The 130-year-old retailer is using technology to personalize consumers’ online experience and suggest items to buy.
Stephen Langford, the company’s online director, said M&S was using AI to adapt the language used to address shoppers, tailoring it to six different preferences, such as emotional, descriptive language or more direct prose.
One of its goals is to personalize online interactions with shoppers, she said, for example by prioritizing products most relevant to an individual. For example, male shoppers would be less likely to receive the latest deals on bras.
Shoppers can also choose to complete a questionnaire about their size, body shape and style preferences to receive relevant outfit ideas created by M&S’s AI-powered technology.
Langford said 450,000 M&S shoppers had so far used the quiz, which allows shoppers to choose clothes from 40 million options.
The service combines insights from the £7bn company’s in-house stylists with shopper information to offer advice on what types of clothes can be paired together.
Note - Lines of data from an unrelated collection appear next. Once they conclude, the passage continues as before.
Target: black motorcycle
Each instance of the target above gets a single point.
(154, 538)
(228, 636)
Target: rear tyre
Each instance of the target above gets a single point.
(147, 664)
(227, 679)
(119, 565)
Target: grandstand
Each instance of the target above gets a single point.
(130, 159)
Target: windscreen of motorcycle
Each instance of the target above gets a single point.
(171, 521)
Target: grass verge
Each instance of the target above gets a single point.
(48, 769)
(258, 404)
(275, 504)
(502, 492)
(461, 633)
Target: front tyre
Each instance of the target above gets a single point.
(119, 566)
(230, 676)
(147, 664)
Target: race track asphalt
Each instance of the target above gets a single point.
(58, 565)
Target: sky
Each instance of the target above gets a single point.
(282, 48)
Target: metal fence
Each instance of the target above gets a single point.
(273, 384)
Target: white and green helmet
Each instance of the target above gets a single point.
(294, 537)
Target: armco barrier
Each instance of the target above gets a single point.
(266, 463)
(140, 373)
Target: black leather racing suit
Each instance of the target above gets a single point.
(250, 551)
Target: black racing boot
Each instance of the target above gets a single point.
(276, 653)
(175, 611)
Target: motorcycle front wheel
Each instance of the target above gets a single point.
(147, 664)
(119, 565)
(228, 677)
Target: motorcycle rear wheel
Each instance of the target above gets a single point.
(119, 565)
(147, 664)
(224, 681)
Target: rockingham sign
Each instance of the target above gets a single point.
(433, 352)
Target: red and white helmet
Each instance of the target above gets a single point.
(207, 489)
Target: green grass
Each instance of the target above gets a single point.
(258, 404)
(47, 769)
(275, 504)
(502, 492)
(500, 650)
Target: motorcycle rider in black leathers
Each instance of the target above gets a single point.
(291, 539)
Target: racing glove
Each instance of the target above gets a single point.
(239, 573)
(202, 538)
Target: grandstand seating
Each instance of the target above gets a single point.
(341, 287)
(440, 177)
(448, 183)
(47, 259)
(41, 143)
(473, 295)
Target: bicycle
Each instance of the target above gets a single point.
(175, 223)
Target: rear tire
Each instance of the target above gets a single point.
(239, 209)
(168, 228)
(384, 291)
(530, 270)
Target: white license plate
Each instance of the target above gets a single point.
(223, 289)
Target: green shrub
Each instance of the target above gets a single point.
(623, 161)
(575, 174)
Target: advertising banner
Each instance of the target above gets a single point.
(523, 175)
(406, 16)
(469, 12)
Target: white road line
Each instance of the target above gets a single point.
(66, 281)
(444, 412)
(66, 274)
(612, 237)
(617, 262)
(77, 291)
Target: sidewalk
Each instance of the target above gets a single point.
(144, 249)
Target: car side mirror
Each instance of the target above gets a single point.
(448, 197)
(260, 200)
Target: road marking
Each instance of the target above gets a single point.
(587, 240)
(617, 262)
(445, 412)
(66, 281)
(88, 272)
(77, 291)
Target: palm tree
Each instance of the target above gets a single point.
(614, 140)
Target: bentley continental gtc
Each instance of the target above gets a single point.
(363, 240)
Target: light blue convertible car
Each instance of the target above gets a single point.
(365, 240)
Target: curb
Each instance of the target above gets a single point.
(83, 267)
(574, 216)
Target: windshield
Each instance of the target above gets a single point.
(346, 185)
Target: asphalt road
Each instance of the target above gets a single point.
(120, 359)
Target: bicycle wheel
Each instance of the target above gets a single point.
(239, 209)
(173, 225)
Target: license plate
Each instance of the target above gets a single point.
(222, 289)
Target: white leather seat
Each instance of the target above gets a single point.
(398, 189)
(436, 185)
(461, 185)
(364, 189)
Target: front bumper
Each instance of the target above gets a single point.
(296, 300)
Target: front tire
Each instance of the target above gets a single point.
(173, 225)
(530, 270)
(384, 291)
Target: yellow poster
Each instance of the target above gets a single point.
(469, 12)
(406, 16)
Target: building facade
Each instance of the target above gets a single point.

Automation of product descriptions using AI has increased from almost nothing to 80% in the past year, although Langford added: “We still need a human in the process” to verify the output.
Richard Price, managing director of M&S clothing and home, said the company was “pushing online commerce forward” with the aim of making half of its fashion sales digital by 2028, up from about a third at present.
The retailer, which has 240 full-line stores and 325 food outlets, reported a 41% rise in profits last year, while sales rose 9.4% to £13bn.
Fashion and home goods online Sales increased by 7.8% at M&S last year. M&S attracted 1 million more customers last year, two-thirds of whom arrived via the internet.
The surge in online sales has been driven in part by an 80% increase in social media marketing and advertising spending year-on-year, with the company now spending more on Facebook, Instagram and TikTok than it does on TV. Nearly a third of its revenue generated through TikTok comes from entirely new customers.
Launching the retailer’s autumn ranges on Wednesday, Price said M&S had taken its biggest share of the womenswear market in nine years this summer, despite what he called a “tough” season amid cool and wet conditions until the end of July.
The retailer has long been the market leader in clothing categories such as knitwear and lingerie, but has been gaining market share in other areas including denim. It hopes to overtake Next and become the biggest seller of occasionwear as the winter party season approaches.